E. Does the effect of padding type on performance depends on the enzyme type?

We checked for all the types of architectures and for dense and sparse paddings (represented by post- and strf-, respectively) the effect of enzyme type on model performance (only for task 2). Results (Fig. 4E and Table S6) show that for both padding types, the performance for enzymes with the first EC number digit 2 (0.619), 3 (0.555), 5 (0.598), 6 (0.532) and 7 (0.597) is better than for digits 1 (0.457) and 4 (0.454). Interactions are not significant, meaning this trend applies to all the architectures. This is consistent with the results of the previous questions, where enzyme types 4, 1 and sometimes 6 are shown to decrease performance.

Discussion

It is not the aim of this paper to study differences on performance between architectures. However, in general terms only_denses has shown to achieve the best performance for task 1 while both convolutional architectures work better for task 2 (see Tables 1, S1–S4 and S6, and Fig. 2-4). Quantitatively, for the full additive model (eq. 1) in task 1, only_denses get a predicted F1-score of 0.916 vs 0.864 of stack_conv and 0.853 of 1_conv for the baseline post-padding type. Using the same model for task 2, predicted F1-score of only_denses is 0.444 versus 0.454 of stack_conv and 0.464 of 1_conv. The reason why only_denses is the best architecture for task 1 could be that the task of classifying amino acid sequences between enzymes and non-enzymes is more related to the presence/absence or count of certain amino acids than to their position within the sequence. In other words, if we could consider them to be amino acid sets instead of sequences as it happens in other fields³². On the contrary, classifying enzymes into their types is a more complex task that might imply amino acid patterns and position information, thus a convolutional architecture is a better choice.

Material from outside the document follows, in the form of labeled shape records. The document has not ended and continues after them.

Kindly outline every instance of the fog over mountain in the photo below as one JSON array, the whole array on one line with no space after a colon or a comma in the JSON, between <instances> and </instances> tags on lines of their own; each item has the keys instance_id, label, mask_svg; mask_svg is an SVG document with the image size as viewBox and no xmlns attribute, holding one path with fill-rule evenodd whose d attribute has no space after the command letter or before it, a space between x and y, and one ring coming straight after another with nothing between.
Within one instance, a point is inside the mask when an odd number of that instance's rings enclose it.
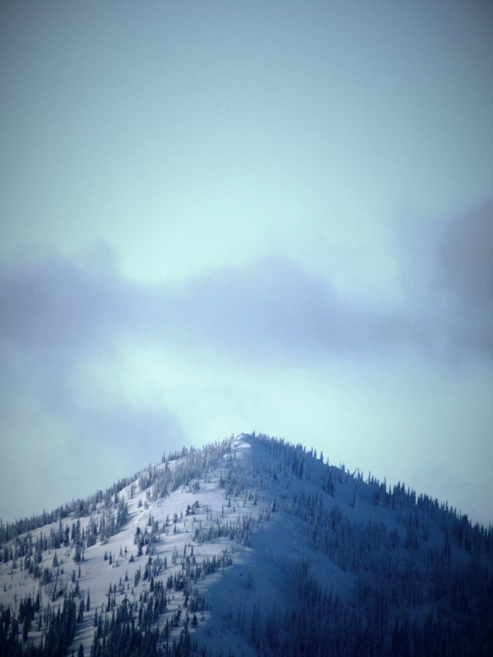
<instances>
[{"instance_id":1,"label":"fog over mountain","mask_svg":"<svg viewBox=\"0 0 493 657\"><path fill-rule=\"evenodd\" d=\"M254 432L0 524L1 657L486 656L492 590L491 526Z\"/></svg>"}]
</instances>

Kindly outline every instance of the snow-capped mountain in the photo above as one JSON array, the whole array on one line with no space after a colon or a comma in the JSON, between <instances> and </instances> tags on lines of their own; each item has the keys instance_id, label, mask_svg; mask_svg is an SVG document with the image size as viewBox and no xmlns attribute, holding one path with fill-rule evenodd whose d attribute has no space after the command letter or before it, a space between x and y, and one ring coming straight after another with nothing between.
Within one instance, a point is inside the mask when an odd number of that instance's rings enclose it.
<instances>
[{"instance_id":1,"label":"snow-capped mountain","mask_svg":"<svg viewBox=\"0 0 493 657\"><path fill-rule=\"evenodd\" d=\"M0 655L493 653L493 532L241 434L0 526Z\"/></svg>"}]
</instances>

Along the same lines, we have seen that task 1 has a better performance than task 2 for all the architectures (Table 1 and Fig. 2). F1-score ranges from $0.756 \pm 0.041$ to $0.930 \pm 0.011$ for task 1, while for task 2 it is comprised between $0.448 \pm 0.034$ and $0.558 \pm 0.021$. Task 1 results are similar to those obtained by DEEPre¹⁷ for their equivalent Level 0 prediction, but results obtained for task 2 are worse than their report for Level 1. This was expected, since we use the same architecture for a simple binary classification and for a multi-class classification problem. A more complex, optimized model may improve the performance for the first digit prediction problem, but this was out of the scope of this study. We chose the architectures of both tasks to be as simple, comparable and interpretable as possible.

We have confirmed that padding type has an effect on model performance (see Tables S1–S6 and 1, Fig. 4). In Fig. 3 and S8 we could see that indeed, models reflect differences for each type of padding in their input space.

In general, there are no differences between dense paddings (see Fig. 4A,B and Tables S2–S3), neither for convolutional nor for only_denses architectures. This applies for both task 1 and task 2, although for the latter pre-padding underperforms the rest of dense paddings (predicted F1-score 0.457 from pre- vs 0.484 from post-). Therefore, dense paddings are interchangeable for fully feed-forward and dense architectures and we could stick to the default option (post-padding).

There are differences between sparse paddings. For the baseline model (only_denses) in both tasks (Fig. 4A and Table S2), strf_padding has shown to outperform the rest of the paddings: for task 1, strf- has a predicted F1-score of 0.926 vs 0.896 from post-; in task 2, strf- has an estimate of 0.472 while for post- it is 0.432; macro-average for the F1-score on test is 0.930 ± 0.011 for task 1 and 0.548 ± 0.034 for task 2 (Table 1) . This might be because feed-forward neural networks are position-sensitive and moving a block of zeros along the sequence (as in different types of dense padding) can alter the way the networks process them. Strf- does not comprise a block of zeros, but they are spread uniformly along the sequence. This distribution seems to compensate this position sensitivity by aligning certain relative positions of the protein where the model might be detecting abundance changes.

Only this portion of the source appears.